Obviously first quarter RevPAR growth was largely driven by occupancy as you referenced particularly at the three hotels that were under renovation, but just curious what has been -- what's holding back rate growth, I guess, in the first quarter and are you seeing any improvement as you get into the second quarter?
You know, that's a great question. There are some company-specific reasons there -- for lack of ADR growth in Q1 that do dissipate and we are certainly showing and expect -- forecasting stronger ADR growth throughout the year. So in Q1, we had a couple of things. First, we had the impact in DC from the inauguration last year so rates are down. It's only one property for us. But rates are down close to 20% in the quarter. At Chicago City Center, where we had the entire lobby torn up, we again had significant -- a more meaningful impact on ADR in the quarter than we expected and the rates were down at City Center close to 5%.

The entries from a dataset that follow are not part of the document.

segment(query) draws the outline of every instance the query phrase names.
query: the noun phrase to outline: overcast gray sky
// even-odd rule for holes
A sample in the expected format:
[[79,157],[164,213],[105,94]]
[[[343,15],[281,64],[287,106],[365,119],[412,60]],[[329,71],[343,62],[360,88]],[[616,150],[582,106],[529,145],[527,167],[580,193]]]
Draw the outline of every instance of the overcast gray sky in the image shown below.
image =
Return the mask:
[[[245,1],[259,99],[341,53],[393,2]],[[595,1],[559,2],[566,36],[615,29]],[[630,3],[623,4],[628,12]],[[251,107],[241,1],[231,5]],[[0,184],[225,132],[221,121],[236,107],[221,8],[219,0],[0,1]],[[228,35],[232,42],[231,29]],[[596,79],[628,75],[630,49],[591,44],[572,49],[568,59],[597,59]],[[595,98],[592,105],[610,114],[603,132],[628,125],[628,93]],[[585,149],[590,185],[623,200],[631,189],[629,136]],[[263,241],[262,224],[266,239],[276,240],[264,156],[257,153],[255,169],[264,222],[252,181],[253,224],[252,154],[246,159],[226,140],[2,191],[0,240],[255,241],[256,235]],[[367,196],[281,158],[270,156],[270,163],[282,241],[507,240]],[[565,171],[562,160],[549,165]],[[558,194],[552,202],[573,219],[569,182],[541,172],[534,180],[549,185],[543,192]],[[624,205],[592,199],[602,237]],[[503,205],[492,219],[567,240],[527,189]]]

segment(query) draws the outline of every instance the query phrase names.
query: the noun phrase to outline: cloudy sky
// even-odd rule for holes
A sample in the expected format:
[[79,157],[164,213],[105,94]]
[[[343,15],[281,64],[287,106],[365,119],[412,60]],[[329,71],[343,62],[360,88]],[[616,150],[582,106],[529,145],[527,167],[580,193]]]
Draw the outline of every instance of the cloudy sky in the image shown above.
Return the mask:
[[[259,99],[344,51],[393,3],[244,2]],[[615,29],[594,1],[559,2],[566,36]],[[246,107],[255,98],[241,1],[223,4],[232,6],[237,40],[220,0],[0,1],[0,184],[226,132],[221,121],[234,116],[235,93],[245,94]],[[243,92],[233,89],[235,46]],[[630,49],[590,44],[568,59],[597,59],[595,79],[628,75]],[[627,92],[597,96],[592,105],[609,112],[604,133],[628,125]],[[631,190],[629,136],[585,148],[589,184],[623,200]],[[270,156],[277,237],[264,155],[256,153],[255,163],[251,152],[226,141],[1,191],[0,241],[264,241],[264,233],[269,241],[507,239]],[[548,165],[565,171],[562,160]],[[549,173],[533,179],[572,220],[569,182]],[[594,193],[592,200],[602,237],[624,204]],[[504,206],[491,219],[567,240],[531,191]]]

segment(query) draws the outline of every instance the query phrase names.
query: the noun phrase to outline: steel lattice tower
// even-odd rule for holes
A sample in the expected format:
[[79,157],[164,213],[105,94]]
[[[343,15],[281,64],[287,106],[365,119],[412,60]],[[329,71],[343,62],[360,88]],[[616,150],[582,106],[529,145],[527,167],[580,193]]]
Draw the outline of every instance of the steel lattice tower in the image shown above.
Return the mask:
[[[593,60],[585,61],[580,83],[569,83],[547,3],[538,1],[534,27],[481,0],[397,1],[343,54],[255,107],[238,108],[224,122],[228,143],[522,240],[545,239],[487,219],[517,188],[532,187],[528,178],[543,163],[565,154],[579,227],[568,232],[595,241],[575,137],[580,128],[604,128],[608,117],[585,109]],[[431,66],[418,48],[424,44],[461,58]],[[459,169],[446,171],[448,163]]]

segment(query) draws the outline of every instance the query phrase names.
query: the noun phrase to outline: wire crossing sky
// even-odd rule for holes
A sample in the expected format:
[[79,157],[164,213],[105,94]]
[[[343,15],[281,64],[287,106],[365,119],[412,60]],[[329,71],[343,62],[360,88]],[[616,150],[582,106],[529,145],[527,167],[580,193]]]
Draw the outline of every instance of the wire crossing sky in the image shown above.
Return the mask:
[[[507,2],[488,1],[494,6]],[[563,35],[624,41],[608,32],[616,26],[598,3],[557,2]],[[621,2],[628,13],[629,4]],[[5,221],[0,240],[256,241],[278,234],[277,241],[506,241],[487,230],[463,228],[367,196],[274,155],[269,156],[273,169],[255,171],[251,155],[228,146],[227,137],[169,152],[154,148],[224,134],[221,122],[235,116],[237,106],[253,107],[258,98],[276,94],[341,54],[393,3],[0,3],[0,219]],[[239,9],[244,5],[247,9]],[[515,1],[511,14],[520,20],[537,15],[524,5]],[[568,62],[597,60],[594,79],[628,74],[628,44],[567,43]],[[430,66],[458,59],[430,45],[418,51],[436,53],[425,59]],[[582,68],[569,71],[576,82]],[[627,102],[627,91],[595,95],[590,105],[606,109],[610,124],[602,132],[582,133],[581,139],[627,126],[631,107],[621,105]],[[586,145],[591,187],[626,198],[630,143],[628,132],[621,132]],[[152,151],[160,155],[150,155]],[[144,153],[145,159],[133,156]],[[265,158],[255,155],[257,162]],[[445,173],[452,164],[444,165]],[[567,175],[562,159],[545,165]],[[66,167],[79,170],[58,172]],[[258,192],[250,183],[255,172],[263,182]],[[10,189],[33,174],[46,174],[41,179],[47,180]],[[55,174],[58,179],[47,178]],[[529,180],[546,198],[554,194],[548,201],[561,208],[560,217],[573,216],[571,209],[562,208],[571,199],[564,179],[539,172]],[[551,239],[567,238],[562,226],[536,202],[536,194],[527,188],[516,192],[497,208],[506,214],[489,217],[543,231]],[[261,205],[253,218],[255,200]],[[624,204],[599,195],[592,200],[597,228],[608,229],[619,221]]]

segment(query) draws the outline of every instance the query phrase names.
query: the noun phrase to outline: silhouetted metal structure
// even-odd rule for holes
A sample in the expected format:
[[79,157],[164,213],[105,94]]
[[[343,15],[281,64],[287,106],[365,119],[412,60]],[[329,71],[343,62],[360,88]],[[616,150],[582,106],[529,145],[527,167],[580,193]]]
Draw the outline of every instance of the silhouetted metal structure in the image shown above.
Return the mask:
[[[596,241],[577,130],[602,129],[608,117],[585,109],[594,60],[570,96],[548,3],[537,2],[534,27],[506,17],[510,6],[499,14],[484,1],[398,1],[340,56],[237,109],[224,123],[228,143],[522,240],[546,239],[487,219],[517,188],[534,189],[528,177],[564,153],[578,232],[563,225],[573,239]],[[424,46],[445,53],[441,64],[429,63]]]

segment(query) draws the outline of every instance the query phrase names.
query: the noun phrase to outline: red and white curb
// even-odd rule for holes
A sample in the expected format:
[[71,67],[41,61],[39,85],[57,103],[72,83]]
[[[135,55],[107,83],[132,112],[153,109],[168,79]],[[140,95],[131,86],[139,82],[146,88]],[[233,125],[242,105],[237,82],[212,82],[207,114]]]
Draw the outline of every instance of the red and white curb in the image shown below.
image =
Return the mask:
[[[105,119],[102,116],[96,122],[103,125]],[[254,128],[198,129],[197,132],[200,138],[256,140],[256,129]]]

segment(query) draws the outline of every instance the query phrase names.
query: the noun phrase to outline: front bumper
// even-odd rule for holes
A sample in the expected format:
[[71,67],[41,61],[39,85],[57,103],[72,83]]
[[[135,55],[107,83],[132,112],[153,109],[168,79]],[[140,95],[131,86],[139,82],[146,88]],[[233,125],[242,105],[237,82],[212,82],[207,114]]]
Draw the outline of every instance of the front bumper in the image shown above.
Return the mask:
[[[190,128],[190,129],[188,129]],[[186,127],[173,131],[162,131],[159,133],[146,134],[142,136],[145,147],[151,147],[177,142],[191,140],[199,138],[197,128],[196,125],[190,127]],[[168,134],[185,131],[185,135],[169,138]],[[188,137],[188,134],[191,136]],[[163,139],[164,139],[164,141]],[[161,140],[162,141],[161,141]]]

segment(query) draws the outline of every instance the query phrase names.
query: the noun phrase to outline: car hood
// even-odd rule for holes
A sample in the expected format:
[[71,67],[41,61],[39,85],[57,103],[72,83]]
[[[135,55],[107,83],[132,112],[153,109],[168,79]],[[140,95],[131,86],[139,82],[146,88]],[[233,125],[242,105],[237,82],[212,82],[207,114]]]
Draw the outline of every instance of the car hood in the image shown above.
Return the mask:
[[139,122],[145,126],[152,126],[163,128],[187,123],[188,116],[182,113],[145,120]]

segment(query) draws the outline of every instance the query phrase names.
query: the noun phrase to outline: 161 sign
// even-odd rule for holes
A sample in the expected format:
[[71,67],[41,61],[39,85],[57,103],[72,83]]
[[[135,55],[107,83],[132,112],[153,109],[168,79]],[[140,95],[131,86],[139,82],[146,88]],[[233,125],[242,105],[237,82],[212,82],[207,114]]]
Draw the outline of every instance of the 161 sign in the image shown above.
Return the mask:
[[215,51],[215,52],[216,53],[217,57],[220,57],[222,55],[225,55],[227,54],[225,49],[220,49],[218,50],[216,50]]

We also had the issue at -- not the issue but the phenomenon as these properties rebound from renovations and you build occupancy, you have the fact that last year at (inaudible) to some extent you could say rates were slightly inflated because as you reduced your room counts and you're revenue managing the hotel, you're actually moving rates up during a renovation because you have a much smaller room count. And you of course are taking the highest rated business you can get and as you open up additional channels to build occupancy in a very short -- over just a short period of time you have some downward pressure on rates as you start to build back that business. That will dissipate as we go into the next quarter or so. So -- and I would -- The other thing is -- I would just say in general in Q1, LA was a little bit soft from a rate perspective that market.

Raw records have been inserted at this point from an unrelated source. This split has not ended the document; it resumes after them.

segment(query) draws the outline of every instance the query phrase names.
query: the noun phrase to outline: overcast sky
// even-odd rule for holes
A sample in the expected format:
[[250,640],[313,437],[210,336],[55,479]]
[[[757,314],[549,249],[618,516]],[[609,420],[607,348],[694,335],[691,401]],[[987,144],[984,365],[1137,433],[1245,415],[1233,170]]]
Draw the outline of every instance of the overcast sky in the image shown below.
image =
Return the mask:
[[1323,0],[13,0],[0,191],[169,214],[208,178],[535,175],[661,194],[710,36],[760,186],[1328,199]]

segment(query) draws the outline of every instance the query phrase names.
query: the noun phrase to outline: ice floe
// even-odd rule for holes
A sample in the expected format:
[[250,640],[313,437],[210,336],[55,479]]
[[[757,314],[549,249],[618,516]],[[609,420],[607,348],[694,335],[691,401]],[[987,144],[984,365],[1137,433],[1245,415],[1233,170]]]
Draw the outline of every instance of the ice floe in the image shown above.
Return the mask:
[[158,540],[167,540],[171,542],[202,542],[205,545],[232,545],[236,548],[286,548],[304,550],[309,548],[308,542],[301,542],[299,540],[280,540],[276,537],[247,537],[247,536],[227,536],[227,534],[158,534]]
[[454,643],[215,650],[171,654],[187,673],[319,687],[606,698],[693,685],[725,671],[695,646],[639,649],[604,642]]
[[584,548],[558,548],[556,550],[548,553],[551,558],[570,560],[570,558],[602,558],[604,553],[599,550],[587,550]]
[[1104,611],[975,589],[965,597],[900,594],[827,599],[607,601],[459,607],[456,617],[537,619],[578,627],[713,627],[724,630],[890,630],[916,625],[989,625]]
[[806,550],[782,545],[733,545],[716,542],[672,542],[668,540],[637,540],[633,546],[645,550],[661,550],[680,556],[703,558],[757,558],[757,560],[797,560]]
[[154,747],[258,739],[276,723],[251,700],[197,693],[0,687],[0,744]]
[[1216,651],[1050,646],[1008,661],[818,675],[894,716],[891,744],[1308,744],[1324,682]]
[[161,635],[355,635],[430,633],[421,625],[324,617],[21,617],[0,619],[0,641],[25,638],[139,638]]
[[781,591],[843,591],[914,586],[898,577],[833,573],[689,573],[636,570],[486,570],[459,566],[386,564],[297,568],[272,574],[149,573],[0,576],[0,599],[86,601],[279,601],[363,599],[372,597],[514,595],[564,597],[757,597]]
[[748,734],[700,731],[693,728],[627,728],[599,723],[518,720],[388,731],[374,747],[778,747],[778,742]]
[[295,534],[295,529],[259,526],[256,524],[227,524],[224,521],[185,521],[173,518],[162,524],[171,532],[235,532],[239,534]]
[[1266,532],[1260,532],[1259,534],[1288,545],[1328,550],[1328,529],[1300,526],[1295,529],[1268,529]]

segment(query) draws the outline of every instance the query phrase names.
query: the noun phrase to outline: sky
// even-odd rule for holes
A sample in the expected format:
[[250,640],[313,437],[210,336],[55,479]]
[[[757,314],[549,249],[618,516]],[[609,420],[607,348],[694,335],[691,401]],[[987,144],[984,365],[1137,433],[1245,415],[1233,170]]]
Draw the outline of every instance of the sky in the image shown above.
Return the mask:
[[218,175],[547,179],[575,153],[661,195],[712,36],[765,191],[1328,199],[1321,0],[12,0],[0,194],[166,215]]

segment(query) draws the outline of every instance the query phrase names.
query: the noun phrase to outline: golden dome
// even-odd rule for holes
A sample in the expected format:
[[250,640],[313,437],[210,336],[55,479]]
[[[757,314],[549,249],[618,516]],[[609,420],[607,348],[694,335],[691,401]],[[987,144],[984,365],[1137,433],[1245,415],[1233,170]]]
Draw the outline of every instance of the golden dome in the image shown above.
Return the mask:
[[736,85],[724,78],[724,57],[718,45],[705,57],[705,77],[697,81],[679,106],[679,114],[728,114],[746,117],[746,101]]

So you have a few things going on that are happened in Q1 that won't continue to happen and we are seeing a little bit stronger you know modestly stronger demand trends. So while I'm not suggesting ADRs quickly going to jump off and take off. So we do expect ADR growth to strengthen throughout the year and when we are seeing that as we look at our numbers for Q2 for sure.
Is that a function of, are you starting to see a shift, I guess in the mix of business or are you having any success I guess shifting the mix a bit towards the corporate customer and would you be willing to provide any detail on some of the transient trends that you're seeing in April and into the second quarter?